High Costs, Lack of Affordability Most Common Factors that Lead Consumers to Cancel Health Insurance Coverage
CMS issues two new reports on health insurance enrollment trends
Today, the Centers for Medicare & Medicaid Services (CMS) published two reports, the Effectuated Enrollment report and The Health Insurance Exchanges Trends report. These reports show that after selecting a plan on the Exchanges during open season which ended January 31, 2017, less than two months later nearly 2 million people had not paid their insurance premium to effectuate and maintain their health coverage. This number will be adjusted for individuals who effectuate their coverage in March 2017. Exit survey data also contained in the reports indicate that cost is the top reason cited for ending their coverage. Taken together, these reports provide a better understanding of why consumers are leaving the Exchanges.
“Consumers are sending a clear message that cost and affordability are major factors in their decision to cancel or terminate coverage,” said CMS Administrator Seema Verma.

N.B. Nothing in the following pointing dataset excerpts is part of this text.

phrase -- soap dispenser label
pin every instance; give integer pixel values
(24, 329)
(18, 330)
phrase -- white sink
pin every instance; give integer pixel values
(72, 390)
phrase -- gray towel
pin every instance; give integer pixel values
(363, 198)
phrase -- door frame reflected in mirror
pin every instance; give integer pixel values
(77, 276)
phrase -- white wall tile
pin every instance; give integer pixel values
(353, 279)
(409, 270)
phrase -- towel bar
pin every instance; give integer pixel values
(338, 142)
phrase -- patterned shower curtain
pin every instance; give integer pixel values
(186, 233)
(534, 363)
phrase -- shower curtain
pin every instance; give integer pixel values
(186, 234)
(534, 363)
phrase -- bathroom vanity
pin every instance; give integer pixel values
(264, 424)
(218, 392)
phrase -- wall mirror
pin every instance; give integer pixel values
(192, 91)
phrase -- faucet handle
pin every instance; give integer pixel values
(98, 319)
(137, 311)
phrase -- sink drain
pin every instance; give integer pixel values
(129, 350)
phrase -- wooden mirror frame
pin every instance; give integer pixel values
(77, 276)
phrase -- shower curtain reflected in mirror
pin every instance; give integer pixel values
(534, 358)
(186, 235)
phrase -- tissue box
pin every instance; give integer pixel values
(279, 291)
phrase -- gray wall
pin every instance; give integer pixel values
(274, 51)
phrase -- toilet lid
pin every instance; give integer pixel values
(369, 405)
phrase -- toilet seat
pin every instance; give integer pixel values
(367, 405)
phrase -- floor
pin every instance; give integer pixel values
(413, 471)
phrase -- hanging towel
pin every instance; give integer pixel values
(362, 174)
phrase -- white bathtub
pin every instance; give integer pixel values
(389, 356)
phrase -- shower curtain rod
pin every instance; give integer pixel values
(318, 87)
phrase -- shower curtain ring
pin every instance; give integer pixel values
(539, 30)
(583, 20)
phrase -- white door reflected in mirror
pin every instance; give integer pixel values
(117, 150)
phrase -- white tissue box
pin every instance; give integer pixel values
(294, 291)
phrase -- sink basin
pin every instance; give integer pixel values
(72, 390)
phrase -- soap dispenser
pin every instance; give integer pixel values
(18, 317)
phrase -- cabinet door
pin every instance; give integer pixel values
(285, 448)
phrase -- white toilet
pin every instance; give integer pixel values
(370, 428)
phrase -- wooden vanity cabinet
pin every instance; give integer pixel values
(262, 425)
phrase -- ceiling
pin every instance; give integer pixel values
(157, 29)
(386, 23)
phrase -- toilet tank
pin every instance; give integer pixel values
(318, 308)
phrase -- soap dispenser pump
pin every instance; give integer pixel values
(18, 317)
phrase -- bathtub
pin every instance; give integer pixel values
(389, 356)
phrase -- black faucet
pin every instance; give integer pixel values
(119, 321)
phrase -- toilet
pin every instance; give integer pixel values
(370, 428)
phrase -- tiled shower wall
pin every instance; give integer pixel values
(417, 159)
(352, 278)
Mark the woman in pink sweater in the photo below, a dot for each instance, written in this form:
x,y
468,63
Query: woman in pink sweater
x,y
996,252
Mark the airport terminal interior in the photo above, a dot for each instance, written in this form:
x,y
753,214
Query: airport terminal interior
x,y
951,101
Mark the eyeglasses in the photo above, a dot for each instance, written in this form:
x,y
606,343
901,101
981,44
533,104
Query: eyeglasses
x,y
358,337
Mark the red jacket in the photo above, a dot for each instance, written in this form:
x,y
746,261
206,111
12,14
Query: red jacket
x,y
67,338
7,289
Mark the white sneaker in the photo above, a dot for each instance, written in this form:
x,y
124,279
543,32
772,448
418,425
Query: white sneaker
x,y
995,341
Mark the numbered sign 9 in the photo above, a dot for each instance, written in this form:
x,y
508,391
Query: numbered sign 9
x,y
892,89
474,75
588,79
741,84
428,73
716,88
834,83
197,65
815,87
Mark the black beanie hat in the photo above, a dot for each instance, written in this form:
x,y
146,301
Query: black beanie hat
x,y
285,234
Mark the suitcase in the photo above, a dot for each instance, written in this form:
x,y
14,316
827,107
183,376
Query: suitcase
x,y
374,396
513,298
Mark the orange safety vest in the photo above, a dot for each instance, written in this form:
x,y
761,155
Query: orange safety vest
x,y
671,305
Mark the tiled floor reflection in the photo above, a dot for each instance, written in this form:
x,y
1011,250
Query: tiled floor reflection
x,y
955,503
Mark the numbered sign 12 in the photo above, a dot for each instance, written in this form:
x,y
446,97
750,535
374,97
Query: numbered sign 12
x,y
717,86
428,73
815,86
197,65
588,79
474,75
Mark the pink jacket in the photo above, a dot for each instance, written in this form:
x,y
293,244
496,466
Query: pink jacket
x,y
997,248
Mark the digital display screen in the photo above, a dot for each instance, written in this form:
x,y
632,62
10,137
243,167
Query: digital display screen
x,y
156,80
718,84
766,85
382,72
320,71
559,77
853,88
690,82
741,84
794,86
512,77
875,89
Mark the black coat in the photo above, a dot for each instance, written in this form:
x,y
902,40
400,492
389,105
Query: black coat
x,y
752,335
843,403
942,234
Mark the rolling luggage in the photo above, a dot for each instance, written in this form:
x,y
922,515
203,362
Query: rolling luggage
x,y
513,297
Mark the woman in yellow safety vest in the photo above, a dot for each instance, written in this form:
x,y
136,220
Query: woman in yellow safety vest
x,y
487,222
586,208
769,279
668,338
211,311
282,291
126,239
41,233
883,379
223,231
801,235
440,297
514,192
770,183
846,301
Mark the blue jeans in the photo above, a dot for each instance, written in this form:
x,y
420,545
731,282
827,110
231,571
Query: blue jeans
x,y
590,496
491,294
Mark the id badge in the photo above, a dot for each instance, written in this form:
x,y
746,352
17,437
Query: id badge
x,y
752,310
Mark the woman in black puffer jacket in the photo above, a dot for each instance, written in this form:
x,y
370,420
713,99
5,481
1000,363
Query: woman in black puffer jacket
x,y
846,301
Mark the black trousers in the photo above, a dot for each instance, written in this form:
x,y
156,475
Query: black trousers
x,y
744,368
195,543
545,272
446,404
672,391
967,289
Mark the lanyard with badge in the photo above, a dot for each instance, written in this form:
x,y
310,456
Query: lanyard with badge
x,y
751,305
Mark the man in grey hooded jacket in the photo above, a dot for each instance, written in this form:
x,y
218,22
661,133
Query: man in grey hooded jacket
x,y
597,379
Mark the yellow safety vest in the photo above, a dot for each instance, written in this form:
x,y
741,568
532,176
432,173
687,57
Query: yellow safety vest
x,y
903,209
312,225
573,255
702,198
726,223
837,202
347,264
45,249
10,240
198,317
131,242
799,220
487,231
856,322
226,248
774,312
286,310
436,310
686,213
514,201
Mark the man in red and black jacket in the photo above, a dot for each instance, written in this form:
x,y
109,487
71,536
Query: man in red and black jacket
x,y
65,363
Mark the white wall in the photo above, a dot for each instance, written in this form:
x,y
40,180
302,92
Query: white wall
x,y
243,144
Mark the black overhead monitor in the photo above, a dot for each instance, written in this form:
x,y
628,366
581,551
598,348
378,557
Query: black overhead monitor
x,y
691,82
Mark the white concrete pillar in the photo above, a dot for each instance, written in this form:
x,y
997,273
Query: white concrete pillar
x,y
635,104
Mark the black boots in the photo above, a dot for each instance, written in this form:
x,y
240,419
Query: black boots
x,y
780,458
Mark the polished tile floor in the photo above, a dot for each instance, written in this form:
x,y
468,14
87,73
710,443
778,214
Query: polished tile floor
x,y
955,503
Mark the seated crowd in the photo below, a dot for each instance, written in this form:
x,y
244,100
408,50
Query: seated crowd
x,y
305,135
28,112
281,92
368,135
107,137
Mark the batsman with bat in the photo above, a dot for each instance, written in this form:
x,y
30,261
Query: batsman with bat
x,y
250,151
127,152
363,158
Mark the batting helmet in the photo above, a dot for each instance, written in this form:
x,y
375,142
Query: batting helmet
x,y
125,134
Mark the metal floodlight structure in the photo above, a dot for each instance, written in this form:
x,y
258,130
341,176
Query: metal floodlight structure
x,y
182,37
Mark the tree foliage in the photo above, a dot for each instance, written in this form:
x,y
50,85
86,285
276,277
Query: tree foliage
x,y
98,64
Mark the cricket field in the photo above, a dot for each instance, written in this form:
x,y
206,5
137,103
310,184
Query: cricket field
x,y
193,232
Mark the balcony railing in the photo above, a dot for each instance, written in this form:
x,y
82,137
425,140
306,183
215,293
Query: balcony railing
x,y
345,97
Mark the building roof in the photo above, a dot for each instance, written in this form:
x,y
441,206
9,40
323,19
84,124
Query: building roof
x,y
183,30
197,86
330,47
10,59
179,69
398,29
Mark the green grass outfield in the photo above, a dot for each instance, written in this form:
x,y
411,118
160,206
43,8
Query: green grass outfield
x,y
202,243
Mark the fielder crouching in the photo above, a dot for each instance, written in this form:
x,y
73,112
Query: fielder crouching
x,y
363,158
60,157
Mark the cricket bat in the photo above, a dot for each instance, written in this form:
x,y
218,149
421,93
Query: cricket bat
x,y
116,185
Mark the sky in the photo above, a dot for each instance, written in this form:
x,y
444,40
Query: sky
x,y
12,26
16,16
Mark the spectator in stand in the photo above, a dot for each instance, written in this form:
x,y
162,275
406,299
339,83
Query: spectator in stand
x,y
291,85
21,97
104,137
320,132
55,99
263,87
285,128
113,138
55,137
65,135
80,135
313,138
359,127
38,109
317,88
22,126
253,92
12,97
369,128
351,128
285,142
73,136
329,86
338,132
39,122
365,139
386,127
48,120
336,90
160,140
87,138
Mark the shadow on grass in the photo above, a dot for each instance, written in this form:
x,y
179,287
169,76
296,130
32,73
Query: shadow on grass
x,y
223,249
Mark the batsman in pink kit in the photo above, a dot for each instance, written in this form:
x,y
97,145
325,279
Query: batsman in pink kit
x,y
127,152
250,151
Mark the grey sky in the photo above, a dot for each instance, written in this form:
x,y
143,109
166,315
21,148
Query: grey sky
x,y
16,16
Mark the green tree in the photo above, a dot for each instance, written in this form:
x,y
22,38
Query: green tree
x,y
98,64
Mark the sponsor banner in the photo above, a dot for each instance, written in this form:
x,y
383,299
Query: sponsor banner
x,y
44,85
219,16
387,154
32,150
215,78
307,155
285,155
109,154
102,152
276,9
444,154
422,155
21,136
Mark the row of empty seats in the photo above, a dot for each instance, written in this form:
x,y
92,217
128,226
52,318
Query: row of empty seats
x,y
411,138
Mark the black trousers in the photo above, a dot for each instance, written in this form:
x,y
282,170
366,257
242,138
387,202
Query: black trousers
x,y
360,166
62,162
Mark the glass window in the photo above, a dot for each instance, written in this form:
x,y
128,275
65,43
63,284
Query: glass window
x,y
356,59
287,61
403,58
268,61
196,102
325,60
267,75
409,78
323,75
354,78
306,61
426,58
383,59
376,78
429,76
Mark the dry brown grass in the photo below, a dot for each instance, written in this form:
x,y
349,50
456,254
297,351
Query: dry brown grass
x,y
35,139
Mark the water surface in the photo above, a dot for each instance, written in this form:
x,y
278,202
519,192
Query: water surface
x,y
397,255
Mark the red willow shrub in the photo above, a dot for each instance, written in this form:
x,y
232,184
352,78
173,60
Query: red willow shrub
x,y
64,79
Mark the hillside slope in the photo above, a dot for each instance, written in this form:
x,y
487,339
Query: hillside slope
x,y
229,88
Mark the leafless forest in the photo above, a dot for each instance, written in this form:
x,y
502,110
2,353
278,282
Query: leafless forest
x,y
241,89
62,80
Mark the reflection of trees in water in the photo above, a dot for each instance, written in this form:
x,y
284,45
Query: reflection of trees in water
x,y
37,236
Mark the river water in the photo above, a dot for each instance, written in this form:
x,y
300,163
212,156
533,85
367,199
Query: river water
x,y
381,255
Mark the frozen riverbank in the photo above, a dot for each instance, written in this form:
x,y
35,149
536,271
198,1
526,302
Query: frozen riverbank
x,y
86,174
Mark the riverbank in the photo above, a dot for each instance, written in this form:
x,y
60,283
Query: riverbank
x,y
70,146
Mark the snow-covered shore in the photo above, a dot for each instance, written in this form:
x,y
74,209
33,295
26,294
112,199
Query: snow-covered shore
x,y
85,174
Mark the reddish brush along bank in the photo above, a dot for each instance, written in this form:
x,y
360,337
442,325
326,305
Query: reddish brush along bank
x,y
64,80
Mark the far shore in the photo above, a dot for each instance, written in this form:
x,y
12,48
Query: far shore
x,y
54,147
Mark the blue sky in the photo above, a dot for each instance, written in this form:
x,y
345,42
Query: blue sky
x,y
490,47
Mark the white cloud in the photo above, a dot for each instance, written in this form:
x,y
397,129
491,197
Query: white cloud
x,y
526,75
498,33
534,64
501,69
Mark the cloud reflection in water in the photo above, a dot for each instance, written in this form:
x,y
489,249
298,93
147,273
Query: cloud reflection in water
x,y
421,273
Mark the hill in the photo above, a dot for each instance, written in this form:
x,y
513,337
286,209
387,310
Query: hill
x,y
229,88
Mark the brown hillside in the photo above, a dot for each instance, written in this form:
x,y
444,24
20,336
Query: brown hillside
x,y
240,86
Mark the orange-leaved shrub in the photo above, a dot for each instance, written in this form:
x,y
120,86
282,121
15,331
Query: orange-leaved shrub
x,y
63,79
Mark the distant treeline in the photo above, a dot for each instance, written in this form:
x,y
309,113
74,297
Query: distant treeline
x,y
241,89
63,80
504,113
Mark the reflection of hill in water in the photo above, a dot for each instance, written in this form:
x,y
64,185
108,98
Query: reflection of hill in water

The Effectuated Enrollment Report shows that 12.2 million individuals selected a plan at the end of Open Enrollment, but only 10.3 million followed through to pay the premiums necessary to maintain coverage as of March 15, 2017. This means 1.9 million people had not paid or did not continue paying for the insurance coverage they selected on the Exchange. Additional individuals may effectuate coverage for March of 2017.
The Health Insurance Exchanges Trends Report shows exit survey data from consumers who canceled or terminated their 2017 health plans selected on the Exchange during the open enrollment. Specifically, the report indicates that cost and affordability impact consumer decisions to pay for health coverage.